Licenses changed to CC-BY from the following GSDs:

Cilcat https://www.checklistbank.org/dataset/1113/about, Fada Rotifera https://www.checklistbank.org/dataset/1047/about, Globis https://www.checklistbank.org/dataset/1046/about, Mites GSD Phytoseiidae https://www.checklistbank.org/dataset/1070/about Mites GSD Tenuipalpidae https://www.checklistbank.org/dataset/1078/about PBI Plant Bug https://www.checklistbank.org/dataset/1171/about Phoronida https://www.checklistbank.org/dataset/1104/about Taxapad https://www.checklistbank.org/dataset/1068/about Tineidae https://www.checklistbank.org/dataset/1031/about Zoological-Botanical Database (Vespoidea) https://www.checklistbank.org/dataset/1037/about

Licenses changed in the UI of CLB, and metadata locked

olafbanki commented 1 year ago

CC-BY license added to the COL Checklist

olafbanki commented 1 year ago

Metadata of creators of the COL Checklist changed to also include: Diana Hernández, Camila Plata, Thomas Jeppesen, and Ari Örn; Dave Remsen removed.

COL Checklist 2023 dedicated to the memory of David Remsen

yroskov commented 1 year ago

PREVIEW release started 2023-06-27, 8:38 pm (server time) = 22.38 Leiden Finished as COL23, Catalogue of Life Checklist, Annual Checklist 2023, id 9910, 2023-06-27, 9:58 pm Deployed to the preview website 2023-06-27

@olafbanki, I have checked results of this release at https://preview.catalogueoflife.org.

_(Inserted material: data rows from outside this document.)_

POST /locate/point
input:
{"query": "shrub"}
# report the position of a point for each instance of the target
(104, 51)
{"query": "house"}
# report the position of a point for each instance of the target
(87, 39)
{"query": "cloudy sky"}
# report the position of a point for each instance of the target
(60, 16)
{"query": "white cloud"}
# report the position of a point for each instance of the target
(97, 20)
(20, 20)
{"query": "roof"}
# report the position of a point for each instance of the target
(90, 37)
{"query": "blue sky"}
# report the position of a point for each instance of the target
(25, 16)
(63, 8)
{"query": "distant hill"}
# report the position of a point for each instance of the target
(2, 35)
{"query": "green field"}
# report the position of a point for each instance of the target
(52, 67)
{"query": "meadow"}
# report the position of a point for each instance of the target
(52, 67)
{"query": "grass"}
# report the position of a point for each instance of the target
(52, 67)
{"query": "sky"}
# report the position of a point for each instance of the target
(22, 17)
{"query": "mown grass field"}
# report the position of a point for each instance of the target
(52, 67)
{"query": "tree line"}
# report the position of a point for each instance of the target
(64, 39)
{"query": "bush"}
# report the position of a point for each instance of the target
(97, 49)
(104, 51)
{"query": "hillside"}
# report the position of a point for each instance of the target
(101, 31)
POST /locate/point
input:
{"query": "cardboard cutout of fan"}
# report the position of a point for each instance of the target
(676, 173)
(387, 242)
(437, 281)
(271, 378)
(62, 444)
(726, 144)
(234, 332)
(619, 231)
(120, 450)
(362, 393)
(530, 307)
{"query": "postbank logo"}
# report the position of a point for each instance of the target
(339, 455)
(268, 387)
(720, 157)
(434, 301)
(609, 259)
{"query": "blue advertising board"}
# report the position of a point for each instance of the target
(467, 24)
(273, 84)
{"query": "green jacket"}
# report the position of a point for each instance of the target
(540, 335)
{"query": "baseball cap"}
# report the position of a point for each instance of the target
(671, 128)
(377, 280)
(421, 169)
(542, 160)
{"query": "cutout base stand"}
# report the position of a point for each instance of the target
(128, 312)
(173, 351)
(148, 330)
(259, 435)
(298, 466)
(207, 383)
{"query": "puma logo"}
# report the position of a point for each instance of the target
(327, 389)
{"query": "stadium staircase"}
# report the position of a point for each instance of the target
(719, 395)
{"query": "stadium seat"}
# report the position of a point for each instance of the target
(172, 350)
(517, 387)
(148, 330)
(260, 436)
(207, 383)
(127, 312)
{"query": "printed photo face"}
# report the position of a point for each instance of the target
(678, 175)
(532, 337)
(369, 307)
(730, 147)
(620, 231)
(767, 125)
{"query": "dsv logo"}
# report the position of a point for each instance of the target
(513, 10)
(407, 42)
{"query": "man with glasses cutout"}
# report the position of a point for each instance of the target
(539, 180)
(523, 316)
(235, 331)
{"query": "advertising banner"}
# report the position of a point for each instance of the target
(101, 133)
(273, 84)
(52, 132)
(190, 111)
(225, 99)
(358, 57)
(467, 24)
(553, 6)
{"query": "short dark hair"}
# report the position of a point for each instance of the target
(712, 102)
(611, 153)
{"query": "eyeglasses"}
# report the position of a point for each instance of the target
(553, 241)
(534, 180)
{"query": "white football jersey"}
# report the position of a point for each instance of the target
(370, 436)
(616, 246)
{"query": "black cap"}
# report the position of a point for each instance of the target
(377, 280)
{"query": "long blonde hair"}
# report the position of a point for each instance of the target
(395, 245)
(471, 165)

The checklist content is fine and consistent with few previous drafts. Adjustments to AC23 metadata are in place. AC23 is ready to be published on the portal.

olafbanki commented 1 year ago

@yroskov I have made an accompanying blog post and that also looks good in preview. I will now proceed with the publication of AC 2023.

olafbanki commented 1 year ago

The AC2023 is published.